The strike was in response to a dispute between the venue’s employees and its owner over both wages and health and safety measures. The workers were members of the trade union Unite, which said that last weekend’s industrial action was the first bar workers’ strike in the UK in over 20 years. Further strike action was planned each weekend through to 6 Aug.

Venue owner Jacqueline Fennessy has accused Unite of “sabotaging” her business, stating that while The 13th Note was facing the same post-COVID challenges as all grassroots venues, it was the union-led strike action that resulted in the operation becoming commercially unviable. The union, somewhat unsurprisingly, has hit back at those claims.

Fennessy said in a statement: “It is with deep sadness that today we have been forced to close the doors of The 13th Note and appoint liquidators following operating the venue successfully for 21 years. Over more than two decades, we’ve played host to thousands of bands, performers, promoters and artists, while playing a significant role in the vibrant cultural scene of Glasgow”.

“I’m devastated with the closure of a business I’ve cherished and loved along with the hundreds of loyal customers who frequented the Note”, she went on, “and I would like to thank everyone who has played a role in creating what was a vibrant Glasgow institution. It has been an honour to have been a part of your lives”.

“It has been the involvement of Unite Hospitality that has caused a drastic reduction in revenue that has forced our closure and the loss of all jobs at The 13th Note”, she then added. “To my team, I tried my very best to resolve all the issues we – and other hospitality businesses – face. Thank you all sincerely for all your work and efforts over the years”.

Expanding on her criticism of the union, Fennessy denied the claims that have been made regarding health and safety issues at the venue and insisted that staff were being paid above the living wage.

“Despite direct talks with Unite Hospitality about The 13th Note being in crisis and all jobs being at risk as recently as 5 Jul”, she went on, “they continued publishing untruths and went ahead with strike action which has fully depleted all available funds in the business”.

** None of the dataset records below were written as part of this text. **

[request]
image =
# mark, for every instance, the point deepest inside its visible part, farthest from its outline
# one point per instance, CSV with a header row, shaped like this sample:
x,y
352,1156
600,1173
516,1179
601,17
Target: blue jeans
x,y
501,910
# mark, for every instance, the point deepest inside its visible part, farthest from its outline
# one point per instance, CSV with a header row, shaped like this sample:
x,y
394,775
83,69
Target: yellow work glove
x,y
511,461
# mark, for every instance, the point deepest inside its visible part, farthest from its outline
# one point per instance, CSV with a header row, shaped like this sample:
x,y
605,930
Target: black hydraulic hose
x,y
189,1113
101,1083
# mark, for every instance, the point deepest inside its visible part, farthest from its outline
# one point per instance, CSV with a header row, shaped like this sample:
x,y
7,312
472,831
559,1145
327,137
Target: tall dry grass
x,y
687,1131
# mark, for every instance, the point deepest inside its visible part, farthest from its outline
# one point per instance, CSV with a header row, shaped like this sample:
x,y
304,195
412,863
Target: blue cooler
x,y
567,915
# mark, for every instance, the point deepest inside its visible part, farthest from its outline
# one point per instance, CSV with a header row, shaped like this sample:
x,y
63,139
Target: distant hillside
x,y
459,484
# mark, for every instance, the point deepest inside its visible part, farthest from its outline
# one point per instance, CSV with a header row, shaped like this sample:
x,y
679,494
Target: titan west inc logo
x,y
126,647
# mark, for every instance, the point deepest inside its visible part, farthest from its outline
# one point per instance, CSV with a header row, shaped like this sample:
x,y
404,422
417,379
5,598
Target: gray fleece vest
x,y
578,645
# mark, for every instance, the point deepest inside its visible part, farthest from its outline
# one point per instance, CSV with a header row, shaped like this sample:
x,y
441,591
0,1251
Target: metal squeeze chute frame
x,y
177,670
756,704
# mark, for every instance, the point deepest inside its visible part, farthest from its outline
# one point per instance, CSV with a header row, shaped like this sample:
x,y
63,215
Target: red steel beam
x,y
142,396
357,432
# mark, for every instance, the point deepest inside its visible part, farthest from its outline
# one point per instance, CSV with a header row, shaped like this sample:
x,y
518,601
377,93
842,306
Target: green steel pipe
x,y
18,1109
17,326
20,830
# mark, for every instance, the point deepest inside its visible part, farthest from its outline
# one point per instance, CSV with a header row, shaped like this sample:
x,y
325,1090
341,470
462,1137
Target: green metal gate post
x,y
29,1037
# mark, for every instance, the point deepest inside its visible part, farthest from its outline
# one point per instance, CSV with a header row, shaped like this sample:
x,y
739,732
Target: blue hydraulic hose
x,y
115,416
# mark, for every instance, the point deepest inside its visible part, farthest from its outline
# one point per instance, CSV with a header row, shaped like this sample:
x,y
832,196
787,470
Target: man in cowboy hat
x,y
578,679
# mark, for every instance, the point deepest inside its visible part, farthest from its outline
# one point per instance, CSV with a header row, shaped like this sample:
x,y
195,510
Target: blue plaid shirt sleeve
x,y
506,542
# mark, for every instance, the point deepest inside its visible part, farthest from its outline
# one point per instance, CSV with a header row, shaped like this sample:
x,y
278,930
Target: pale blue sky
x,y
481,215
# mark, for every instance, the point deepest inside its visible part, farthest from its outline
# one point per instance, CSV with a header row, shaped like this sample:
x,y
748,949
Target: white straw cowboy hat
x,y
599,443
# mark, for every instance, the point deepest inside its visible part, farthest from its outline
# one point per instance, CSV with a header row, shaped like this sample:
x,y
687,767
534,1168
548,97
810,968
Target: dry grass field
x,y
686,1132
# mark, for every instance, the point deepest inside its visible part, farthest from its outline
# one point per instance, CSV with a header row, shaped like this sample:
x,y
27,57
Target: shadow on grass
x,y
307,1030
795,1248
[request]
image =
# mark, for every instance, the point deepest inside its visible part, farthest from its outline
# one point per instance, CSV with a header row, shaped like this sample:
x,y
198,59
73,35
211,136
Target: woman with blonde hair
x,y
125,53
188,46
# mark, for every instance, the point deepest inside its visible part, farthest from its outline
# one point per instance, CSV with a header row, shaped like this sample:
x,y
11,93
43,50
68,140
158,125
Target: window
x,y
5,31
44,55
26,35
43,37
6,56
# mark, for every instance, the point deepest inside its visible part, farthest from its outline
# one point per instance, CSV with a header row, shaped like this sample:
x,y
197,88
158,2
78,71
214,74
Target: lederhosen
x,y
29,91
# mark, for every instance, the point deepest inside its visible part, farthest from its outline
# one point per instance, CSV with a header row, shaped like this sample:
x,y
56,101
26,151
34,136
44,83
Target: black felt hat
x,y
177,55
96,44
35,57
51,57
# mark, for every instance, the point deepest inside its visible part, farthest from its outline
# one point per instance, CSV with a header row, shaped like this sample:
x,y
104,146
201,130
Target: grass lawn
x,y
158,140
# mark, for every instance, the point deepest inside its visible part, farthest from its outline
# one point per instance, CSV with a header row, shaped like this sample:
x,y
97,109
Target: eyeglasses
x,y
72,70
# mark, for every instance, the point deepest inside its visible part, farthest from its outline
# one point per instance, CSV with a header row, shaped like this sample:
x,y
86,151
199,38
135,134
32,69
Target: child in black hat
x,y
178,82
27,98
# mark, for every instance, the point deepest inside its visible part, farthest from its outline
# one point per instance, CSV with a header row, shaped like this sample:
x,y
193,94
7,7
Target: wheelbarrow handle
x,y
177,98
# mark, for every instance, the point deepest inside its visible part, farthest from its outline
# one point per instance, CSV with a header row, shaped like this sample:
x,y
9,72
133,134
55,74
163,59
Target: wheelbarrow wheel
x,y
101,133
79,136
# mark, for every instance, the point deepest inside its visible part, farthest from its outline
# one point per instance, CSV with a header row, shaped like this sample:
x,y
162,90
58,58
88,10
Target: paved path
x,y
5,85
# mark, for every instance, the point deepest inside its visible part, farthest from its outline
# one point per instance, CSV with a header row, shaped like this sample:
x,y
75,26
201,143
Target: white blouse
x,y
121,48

“Sadly all eighteen team members will be losing their jobs today”, she then confirmed. “Why an organisation designed to protect the welfare of hospitality employees would choose to sabotage its own members’ jobs with full knowledge of the impact their action would have, I will never know”.

Responding on Twitter, Unite Hospitality said: “The owner of The 13th Note has closed the venue with immediate effect informing workers that they would get a week’s wages. This is despite Ms Fennessy committing to pausing any redundancy until we met with ACAS today to resolve. This is trade union intimidation”.

The union subsequently posted a statement from its members who worked at the venue, which said: “To close our workplace without even informing those that would lose their job before she briefed the press is testament to the type of employer that we have had to deal with”.

“We have negotiated strenuously with the owner of The 13th Note for the past eighteen weeks to achieve basic workers’ rights”, it went on, “such as contracts, equal pay and for the health and safety issues to be rectified. In our opinion, this is the bare legal minimum that Jacqueline Fennessy should have been doing in the first place. As a result, we have been left destitute and precarious for simply wanting The Note to be the best vegan and live music venue in Glasgow”.

Disputing various statements made by Fennessy, they continued: “Jacqueline has alleged that the venue has lost money because of us unionising, when the venue has [really] lost money because she has driven it into the ground. We are the people who have put blood, sweat and tears into this venue making the owner millions in personal wealth over the course of the last 20+ years, therefore we know the power of workers at The 13th Note and every hospitality venue”.

“We know how to run this venue”, they then concluded. “Evidently Jacqueline did not. Which is why we will be doing everything in our power, with the support of our union and the wider trade union movement, along with customers past and present and the general public, to take the venue back into workers’ hands”.